Kreisbauernschaft Ruhrgroßstädte trifft SPD

09.05.2019
Zu einem agrarpolitischen Gesprächsaustausch trafen sich am 26. April Vertreter der Kreisbauernschaft Ruhrgroßstädte mit verschiedenen SPD-Abgeordneten auf dem landwirtschaftlichen Betrieb der Familie Christoph Ridder in Essen.

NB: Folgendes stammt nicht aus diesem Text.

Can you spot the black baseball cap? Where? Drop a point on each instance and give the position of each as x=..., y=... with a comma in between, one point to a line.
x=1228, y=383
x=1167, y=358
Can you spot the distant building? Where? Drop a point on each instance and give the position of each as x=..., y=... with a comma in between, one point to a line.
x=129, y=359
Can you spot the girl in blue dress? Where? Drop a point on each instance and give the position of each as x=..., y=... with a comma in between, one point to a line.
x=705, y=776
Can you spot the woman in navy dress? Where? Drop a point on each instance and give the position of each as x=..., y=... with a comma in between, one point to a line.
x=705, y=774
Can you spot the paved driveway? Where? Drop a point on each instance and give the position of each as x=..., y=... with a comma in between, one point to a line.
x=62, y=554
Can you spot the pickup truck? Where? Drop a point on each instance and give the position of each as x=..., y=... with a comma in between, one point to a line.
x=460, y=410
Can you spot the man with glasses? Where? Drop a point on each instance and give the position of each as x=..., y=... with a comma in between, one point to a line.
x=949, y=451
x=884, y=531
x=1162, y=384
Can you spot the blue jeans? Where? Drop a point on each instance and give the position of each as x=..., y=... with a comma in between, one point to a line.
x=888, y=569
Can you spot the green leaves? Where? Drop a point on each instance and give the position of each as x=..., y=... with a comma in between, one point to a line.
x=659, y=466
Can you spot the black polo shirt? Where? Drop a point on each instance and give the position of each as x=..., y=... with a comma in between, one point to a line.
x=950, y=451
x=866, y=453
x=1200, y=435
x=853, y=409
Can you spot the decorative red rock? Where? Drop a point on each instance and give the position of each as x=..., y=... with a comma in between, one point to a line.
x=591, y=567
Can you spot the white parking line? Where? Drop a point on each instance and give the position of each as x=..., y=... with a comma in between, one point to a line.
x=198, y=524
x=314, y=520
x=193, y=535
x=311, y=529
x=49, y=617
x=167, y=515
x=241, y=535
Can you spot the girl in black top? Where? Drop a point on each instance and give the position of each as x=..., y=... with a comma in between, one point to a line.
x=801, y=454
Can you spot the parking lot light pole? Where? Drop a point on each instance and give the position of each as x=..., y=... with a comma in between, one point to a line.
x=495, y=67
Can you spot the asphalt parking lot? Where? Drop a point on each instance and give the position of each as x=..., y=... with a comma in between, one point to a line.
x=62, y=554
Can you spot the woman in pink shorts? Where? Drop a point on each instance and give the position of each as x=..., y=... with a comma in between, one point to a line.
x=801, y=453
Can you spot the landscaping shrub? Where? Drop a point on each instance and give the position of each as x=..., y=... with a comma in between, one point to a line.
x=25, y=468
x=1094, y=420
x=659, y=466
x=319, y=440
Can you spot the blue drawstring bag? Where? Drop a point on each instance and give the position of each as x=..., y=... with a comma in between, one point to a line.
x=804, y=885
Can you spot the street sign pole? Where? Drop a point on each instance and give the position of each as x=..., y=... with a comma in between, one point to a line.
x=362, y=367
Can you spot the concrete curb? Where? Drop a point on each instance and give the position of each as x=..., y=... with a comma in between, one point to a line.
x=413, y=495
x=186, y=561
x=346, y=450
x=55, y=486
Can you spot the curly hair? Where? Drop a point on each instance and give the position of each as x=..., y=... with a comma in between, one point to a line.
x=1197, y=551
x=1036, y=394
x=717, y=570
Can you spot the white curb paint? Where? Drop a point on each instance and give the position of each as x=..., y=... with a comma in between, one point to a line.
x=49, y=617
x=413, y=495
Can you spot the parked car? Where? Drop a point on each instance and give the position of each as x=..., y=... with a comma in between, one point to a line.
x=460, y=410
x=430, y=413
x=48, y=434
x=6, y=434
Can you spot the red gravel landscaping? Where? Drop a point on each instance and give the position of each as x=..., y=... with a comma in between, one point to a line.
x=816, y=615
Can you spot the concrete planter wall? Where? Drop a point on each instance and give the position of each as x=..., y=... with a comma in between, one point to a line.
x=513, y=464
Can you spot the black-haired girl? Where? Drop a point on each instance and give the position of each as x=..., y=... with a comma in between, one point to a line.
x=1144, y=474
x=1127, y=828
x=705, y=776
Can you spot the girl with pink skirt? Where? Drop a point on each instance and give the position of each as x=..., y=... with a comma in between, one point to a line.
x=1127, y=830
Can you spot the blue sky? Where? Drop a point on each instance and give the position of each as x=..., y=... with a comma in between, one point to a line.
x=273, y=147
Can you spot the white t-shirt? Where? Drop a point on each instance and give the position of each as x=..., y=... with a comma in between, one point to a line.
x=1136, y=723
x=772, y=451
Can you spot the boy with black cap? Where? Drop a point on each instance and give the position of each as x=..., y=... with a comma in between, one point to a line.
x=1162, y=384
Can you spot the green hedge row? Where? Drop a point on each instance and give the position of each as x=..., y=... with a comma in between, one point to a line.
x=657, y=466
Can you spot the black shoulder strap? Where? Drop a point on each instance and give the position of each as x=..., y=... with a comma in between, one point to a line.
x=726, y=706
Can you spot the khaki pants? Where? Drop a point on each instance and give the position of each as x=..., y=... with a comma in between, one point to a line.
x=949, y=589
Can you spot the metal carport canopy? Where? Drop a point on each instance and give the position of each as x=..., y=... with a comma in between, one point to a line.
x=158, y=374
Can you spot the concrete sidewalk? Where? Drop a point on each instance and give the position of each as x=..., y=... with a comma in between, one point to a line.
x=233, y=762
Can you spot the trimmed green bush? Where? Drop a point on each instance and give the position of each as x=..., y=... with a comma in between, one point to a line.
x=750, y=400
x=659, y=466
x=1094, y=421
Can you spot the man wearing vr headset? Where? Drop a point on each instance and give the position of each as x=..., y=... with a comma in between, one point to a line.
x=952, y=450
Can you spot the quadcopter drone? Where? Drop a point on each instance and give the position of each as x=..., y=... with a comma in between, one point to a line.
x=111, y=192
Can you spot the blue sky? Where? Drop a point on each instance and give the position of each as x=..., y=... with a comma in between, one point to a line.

Tauschten sich aus (v.l.n.r.): Hans Wortberg, stellvertretender Vorsitzender Ortsbauernschaft Essen-Kettwig, Dr. Günter Maas, stellvertretender Vorsitzender Ortsbauernschaft Essen-Heidhausen und Ortslandwirt Essen, André Stinka, Martin Siekerkotte, Vorstandsmitglied der Kreisbauernschaft Ruhrgroßstädte, Christoph Ridder, Vorsitzender der Kreisbauernschaft Ruhrgroßstädte, Christian Ridder, Thomas Kutschaty, Georg Groote, Vorsitzender Ortsbauernschaft Essen-Kupferdreh, Hubertus Budde, stellvertretender Vorsitzender Ortsbauernschaft Essen-Kray sowie Frank Müller. Foto: Büro Kutschaty

Thomas Kutschaty, Vorsitzender der SPD-Landtagsfraktion, André Stinka, Sprecher im Ausschuss für Umwelt, Landwirtschaft, Natur- und Verbraucherschutz, und der lokal zuständige, direkt gewählte Abgeordnete Frank Müller sowie Daniel Behmenburg, Büro Thomas Kutschaty, waren der Einladung der Kreisbauernschaft gefolgt, anlässlich der Besichtigung eines landwirtschaftlichen Betriebes über verschiedene Themen zu diskutieren. Im Anschluss an die Führung über den Betrieb mit Direktvermarktung fand ein intensiver Gedankenaustausch statt.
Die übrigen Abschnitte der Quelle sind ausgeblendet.